4. Die Beklagte wird verurteilt, an die Klägerin eine Coronaprämie in Höhe von 1.125 € brutto nebst Zinsen in Höhe von 5 Prozentpunkten über dem jeweiligen Basiszinssatz seit dem 12.12.2020 auszuzahlen.

Die Beklagte beantragt,

die Klage abzuweisen.

Die Beklagte vertritt die Ansicht, das Arbeitszeitkonto der Klägerin habe zuletzt einen negativen Saldo ausgewiesen.

Gründe
I. Die Klägerin hat gegenüber der Beklagten Anspruch auf Zahlung von Entgeltfortzahlung für September 2020 i.H. ihres vereinbarten Bruttogehaltes von 1.927,- € gemäß §§ 3,4 EFZG i.V.m. dem Arbeitsvertrag. Die Klägerin war in der Zeit vom 20.08.2020 bis zum Ende ihres Arbeitsverhältnisses am 31.10.2020 arbeitsunfähig erkrankt, wie sie durch die Kopien ihrer Arbeitsunfähigkeitsbescheinigungen und die Bescheinigung ihrer Krankenkasse belegt hat. Der 6-wöchige Entgeltfortzahlungszeitraum endete erst mit Ablauf des 30.09.2020.

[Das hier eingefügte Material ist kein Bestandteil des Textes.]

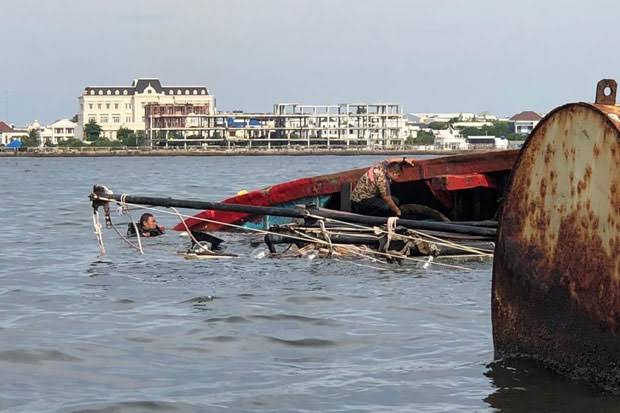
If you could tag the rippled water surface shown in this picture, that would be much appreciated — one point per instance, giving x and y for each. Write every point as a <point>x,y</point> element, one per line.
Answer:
<point>156,332</point>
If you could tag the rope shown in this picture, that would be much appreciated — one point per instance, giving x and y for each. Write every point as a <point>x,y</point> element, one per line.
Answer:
<point>124,238</point>
<point>303,237</point>
<point>438,241</point>
<point>327,238</point>
<point>191,236</point>
<point>97,226</point>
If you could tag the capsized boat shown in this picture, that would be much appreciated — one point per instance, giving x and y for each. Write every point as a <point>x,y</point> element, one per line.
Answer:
<point>465,187</point>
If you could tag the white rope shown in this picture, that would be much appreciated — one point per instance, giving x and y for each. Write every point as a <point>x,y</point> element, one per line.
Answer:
<point>97,226</point>
<point>302,238</point>
<point>191,236</point>
<point>327,237</point>
<point>437,240</point>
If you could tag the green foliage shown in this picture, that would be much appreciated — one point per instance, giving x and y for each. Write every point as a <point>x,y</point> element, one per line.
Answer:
<point>423,138</point>
<point>438,125</point>
<point>106,143</point>
<point>498,129</point>
<point>71,143</point>
<point>33,139</point>
<point>92,131</point>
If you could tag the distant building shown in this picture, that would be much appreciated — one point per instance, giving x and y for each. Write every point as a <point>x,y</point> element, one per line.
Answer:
<point>113,107</point>
<point>471,124</point>
<point>60,130</point>
<point>440,117</point>
<point>9,133</point>
<point>449,139</point>
<point>290,124</point>
<point>487,142</point>
<point>525,122</point>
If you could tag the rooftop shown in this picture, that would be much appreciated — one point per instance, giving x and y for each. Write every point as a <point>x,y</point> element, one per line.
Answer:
<point>526,116</point>
<point>141,84</point>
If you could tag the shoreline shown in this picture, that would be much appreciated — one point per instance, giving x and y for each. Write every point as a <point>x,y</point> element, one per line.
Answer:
<point>73,153</point>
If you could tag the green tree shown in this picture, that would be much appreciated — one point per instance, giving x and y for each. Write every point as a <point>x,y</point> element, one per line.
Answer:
<point>126,137</point>
<point>499,129</point>
<point>92,131</point>
<point>70,143</point>
<point>423,138</point>
<point>106,143</point>
<point>32,140</point>
<point>438,125</point>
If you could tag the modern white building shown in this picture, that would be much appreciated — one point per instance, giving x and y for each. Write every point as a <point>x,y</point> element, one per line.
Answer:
<point>483,142</point>
<point>60,130</point>
<point>9,133</point>
<point>113,107</point>
<point>440,117</point>
<point>449,139</point>
<point>525,122</point>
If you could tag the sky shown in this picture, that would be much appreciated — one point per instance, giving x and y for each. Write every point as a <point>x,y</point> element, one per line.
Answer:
<point>497,56</point>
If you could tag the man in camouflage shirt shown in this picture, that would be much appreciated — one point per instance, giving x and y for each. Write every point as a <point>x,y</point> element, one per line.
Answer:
<point>372,195</point>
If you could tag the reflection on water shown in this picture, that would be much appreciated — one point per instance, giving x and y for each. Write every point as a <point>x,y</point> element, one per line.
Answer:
<point>132,333</point>
<point>524,386</point>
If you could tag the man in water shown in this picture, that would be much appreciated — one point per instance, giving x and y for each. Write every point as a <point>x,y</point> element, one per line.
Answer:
<point>372,195</point>
<point>147,227</point>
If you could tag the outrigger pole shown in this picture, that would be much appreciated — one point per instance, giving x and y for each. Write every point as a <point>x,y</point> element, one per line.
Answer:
<point>101,196</point>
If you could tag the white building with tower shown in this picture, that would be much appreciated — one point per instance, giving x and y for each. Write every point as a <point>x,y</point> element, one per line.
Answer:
<point>113,107</point>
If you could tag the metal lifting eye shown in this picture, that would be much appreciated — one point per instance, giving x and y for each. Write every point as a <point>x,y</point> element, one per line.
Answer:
<point>606,92</point>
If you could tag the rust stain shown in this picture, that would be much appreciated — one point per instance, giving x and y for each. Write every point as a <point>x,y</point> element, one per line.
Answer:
<point>556,275</point>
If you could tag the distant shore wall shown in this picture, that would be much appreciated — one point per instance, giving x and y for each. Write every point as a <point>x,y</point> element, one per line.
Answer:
<point>107,152</point>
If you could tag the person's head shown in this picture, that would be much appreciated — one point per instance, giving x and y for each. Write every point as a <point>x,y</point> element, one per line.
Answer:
<point>148,221</point>
<point>394,170</point>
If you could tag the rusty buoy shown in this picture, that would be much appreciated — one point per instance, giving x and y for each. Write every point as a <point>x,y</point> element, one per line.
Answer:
<point>556,273</point>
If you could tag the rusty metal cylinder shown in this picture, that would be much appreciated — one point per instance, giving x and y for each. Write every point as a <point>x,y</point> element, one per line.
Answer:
<point>556,273</point>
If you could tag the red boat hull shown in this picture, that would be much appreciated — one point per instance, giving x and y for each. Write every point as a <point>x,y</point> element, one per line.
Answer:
<point>443,176</point>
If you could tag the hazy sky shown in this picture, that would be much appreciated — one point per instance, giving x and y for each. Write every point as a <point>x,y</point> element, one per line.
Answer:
<point>501,56</point>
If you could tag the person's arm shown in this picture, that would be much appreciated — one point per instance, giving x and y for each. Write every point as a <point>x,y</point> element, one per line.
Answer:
<point>386,194</point>
<point>390,202</point>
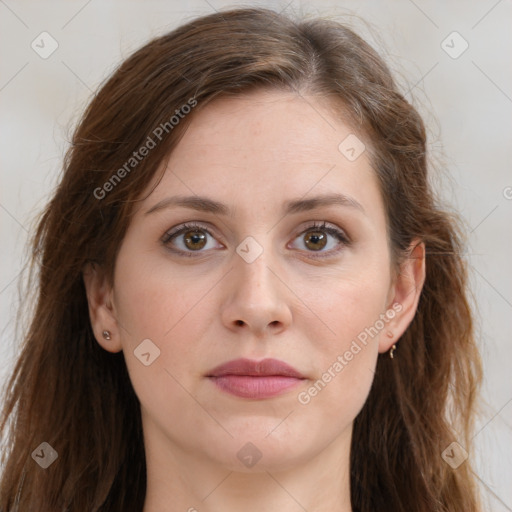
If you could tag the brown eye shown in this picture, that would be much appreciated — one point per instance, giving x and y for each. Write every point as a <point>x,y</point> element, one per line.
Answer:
<point>194,240</point>
<point>189,239</point>
<point>315,240</point>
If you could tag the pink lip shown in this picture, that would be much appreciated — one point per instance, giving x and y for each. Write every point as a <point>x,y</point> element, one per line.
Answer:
<point>255,379</point>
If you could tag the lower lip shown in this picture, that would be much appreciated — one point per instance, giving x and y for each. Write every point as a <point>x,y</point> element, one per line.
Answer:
<point>247,386</point>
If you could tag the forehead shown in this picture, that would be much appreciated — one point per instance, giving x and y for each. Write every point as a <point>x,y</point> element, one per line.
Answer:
<point>268,147</point>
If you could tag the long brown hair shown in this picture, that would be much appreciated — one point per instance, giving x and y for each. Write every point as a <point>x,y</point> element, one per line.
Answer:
<point>67,391</point>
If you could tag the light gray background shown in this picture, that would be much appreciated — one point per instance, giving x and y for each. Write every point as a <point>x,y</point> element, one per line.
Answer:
<point>466,102</point>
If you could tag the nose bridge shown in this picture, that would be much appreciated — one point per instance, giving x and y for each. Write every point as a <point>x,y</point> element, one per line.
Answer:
<point>257,298</point>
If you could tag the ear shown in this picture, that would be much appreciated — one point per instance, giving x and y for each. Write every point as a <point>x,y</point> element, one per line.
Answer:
<point>404,294</point>
<point>101,310</point>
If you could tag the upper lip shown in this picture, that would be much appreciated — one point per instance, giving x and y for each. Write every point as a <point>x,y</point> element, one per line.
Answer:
<point>265,367</point>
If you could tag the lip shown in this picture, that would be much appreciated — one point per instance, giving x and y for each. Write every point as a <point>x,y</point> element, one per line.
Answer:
<point>248,378</point>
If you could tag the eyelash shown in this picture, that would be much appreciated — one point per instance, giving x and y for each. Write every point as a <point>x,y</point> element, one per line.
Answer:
<point>336,232</point>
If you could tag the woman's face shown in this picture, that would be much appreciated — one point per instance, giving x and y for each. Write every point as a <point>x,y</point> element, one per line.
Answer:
<point>257,282</point>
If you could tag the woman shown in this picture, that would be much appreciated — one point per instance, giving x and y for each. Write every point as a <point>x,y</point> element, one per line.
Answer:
<point>248,298</point>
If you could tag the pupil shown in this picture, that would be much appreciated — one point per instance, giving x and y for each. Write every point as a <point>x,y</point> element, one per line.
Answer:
<point>195,238</point>
<point>316,238</point>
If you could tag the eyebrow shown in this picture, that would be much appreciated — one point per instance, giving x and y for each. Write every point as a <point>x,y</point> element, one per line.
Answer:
<point>205,204</point>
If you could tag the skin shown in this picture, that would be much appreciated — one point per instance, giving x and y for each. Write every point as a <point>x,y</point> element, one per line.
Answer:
<point>253,153</point>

Ein Leistungsverweigerungsrecht nach § 7 EFZG besteht nicht, da die Klägerin ihren Obliegenheitspflichten zur Nachweisführung ihrer Arbeitsunfähigkeit spätestens mit Vorlage der Kopien der Arbeitsunfähigkeitsbescheinigungen und der Bescheinigung ihrer Krankenkasse in ausreichendem Maß nachgekommen ist. Vor dem Hintergrund, dass die Beklagte die Arbeitsunfähigkeit auch im Arbeitszeitkonto markiert hat, erscheint das Bestreiten der Vorlage der Arbeitsunfähigkeitsbescheinigungen zudem als unzureichend pauschal.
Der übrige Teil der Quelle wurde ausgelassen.